Dito e feito, a "dupla maravilha" McQuarrie e Tom (sempre Tom!) matam "dois coelhos numa cajadada só" e "enterram" uns quantos street racings lamechas e um arqueólogo aventureiro no seu aparente "canto do cisne" em matéria de sequências de ação. Até porque o propósito de cada "missão" (já vamos na sétima e com muito mais genica para demonstrar) é superar os desafios físicos anteriormente estabelecidos. Portanto, ver e apreciar estes filmes é encontrar cinema na sua gincana, ação como veículo da intriga e o stunt (muito dele do próprio astro) como tour-de-force de  enredos cruzados, d espionagem global e blockbuster multi-geográfico.
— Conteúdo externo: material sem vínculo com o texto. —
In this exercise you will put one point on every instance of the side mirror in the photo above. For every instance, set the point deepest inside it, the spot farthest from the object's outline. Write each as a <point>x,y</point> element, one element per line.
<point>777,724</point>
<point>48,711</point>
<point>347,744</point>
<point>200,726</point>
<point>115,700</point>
Não é de espantar, com certeza absoluta, que estes capítulos tenham as suas manobras performativas como storyboard de raiz, e todo o resto nasce a partir desses feitos projetados. Contudo, mais um ato inconsciente (ingenuamente acreditamos nisso) é a posição de uma entidade de inteligência artificial como nemesis de Tom Cruise, o algoritmo contra o prático, poesia romantizada aos ouvidos de um cinema em transformação, e em conformidade com a urgência destes dias - "abraçar" o A.I. ou temê-lo? Nesse sentido, "Dead Reckoning Part 1" é provocador, principalmente quando o "encostamos" aos dois filmes anteriormente mencionados: "Fast X", filme que nos parece ter sido "escrito" com o auxílio do ChatGPT, ou "Indiana Jones", cujas acusações de uso da inteligência artificial têm vindo à tona, principalmente no infame de-aging

É um aviso certificado a essa Hollywood cada vez mais refém do artificialismo, com Tom Cruise (mais uma vez) a demonstrar que é um "action man" fora do seu tempo e que mesmo assim demonstra que o seu modus operandi não é obsoleto, e sim recriável e fascinante... mesmo que nele se deposite o "último dos moicanos".